Harimau
Belang
Penulis
: Guntur Alam
Disadur
dari Kompas, edisi Minggu, 12 Januari
2014.
Masuk
dalam “Cerpen Pilihan Kompas 2014”
Menot mengusap perutnya
yang tengah hamil lima bulan. Hatinya sedikit cemas. Hujan yang tak kunjung
reda membuatnya teringat dengan Nalis, lakinya yang sudah pergi sejak subuh.
Bukan pergi menyadap karet seperti biasa. Bukan. Nalis dan lanang-lanang dewasa
dusun Tanah Abang sedang pergi berburu. Bukan asal berburu pula, tapi berburu
harimau belang.
Tengkuk Menot meriap, bulu
kuduk di lengannya juga ikut berdiri ketika dia menyebut hewan itu dalam
hatinya. Harimau Belang. Binatang yang selama ini mereka keramatkan.
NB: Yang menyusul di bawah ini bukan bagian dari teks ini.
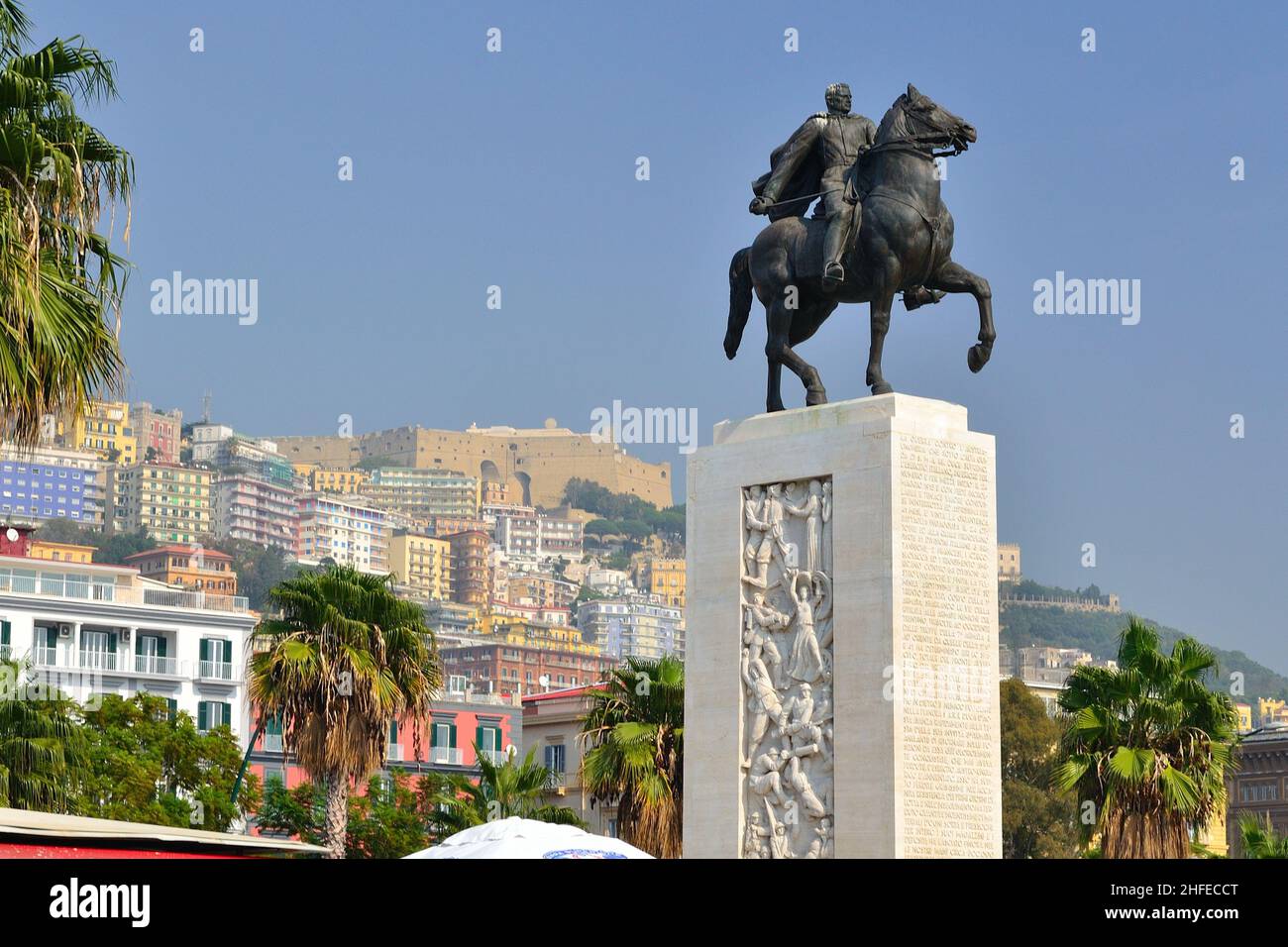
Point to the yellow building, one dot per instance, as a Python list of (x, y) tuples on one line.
[(1269, 710), (1009, 562), (424, 564), (104, 429), (666, 579), (535, 634), (60, 552), (322, 479)]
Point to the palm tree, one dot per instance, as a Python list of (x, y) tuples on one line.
[(502, 789), (634, 751), (1147, 745), (44, 754), (58, 275), (343, 663), (1260, 839)]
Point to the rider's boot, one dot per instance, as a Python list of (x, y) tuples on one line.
[(918, 296), (833, 247)]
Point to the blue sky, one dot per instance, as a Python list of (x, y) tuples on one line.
[(518, 169)]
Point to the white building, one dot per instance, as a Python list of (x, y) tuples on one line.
[(632, 626), (257, 509), (340, 528), (90, 630)]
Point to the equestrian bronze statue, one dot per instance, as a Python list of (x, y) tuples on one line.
[(881, 228)]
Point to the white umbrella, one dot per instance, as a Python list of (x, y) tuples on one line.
[(524, 838)]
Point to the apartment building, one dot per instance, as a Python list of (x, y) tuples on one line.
[(420, 493), (340, 528), (52, 483), (423, 565), (159, 433), (632, 625), (91, 630), (552, 724), (188, 567), (104, 429), (168, 502), (258, 509)]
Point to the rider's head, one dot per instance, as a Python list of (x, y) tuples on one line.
[(838, 98)]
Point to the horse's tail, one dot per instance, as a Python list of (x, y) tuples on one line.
[(739, 299)]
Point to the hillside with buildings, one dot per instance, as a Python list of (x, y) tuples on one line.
[(1044, 631)]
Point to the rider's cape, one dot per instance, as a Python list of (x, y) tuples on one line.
[(806, 180), (803, 187)]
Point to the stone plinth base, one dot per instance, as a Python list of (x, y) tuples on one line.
[(841, 694)]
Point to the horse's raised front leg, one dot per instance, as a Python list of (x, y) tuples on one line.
[(880, 318), (953, 277), (780, 352)]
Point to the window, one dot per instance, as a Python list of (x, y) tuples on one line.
[(211, 714), (555, 758)]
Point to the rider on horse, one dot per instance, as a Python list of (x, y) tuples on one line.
[(820, 159)]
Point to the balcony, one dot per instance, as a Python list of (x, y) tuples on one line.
[(447, 755), (77, 587), (215, 671), (156, 667)]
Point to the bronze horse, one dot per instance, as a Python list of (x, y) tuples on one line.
[(906, 240)]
Orang-orang Tanah Abang percaya, harimau belang adalah titisan leluhur dari
masa silam. Puyang, begitulah mereka menyebutnya.
Harimau belang tak boleh
diburu. Tidak boleh dibunuh. Bila ada yang berpapasan dengannya di rimba karet
ataupun belukar, biarkan saja harimau itu lewat. Atau jika seseorang melintas
di hutan dan ada harimau belang, dia harus permisi.
Lantas, apa pasal yang
membuat orang-orang Tanah Abang berbalik arah?
Sebulan silam, harimau bel ang
keluar dari rimba, masuk ke dusun dan memangsa ternak. Beberapa kambing sudah
dimakan, juga anak sapi. Mula-mula orang dusun tak tahu ikhwal ini, mereka
menduga dusun sudah tak aman. Ada maling yang mengondol hewan-hewan itu.
Seminggu kemudian beberapa orang menyaksikan sendiri, harimau belang berukuran
besar menyergap kambing yang sedang merumput di darat dusun, batas kampung
dengan rimba.
Cerita tentang harimau yang
menyergap kambing milik Seron itu segera edar. Orang-orang yang penasaran
segera mengikuti jejak harimau yang membekas di tanah, juga bekas badan kambing
yang diseret. Hanya beberapa ratus meter, mereka menemukan tulang belulang dan
sisa-sisa kambing malang itu. Di sana pula, orang-orang kampung menemukan sisa
hewan lainnya yang mulai membusuk.
Lantaran inilah,
orang-orang mulai memasukkan ternaknya ke dalam kandang. Atau hewan-hewan itu
diikat dan merumput di tengah dusun. Tak dibiarkan lagi berkeliaran sampai
dekat hutan rimba itu. Tapi inilah kesalahan besar itu. Rasa lapar diperutnya,
membuat harimau mengubah sasaran. Tiga minggu tak mendapatkan ternak lagi, dia
menyergap anaknya Kudik. Bocah laki-laki enam tahun itu diterkamnya saat tengah
bermain perang-perangan dengan kawan-kawannya di darat dusun. Kawan-kawannya
histeris. Pucat pasi dan lari terbirit-birit, meninggalkan bocah malang itu
menjerit-jerit dan diseret harimau itu ke dalam rimba. Gemparlah dusun Tanah
Abang jelang siang itu. Waktu yang semestinya tengah mati lantara orang-orang
muda dan kuat tengah bergumul dengan pokok karet, tambang batubara Serpuh, atau
bergumul dengan gelondongan kayu di BHT, pabrik bubur kertas, di kecamatan.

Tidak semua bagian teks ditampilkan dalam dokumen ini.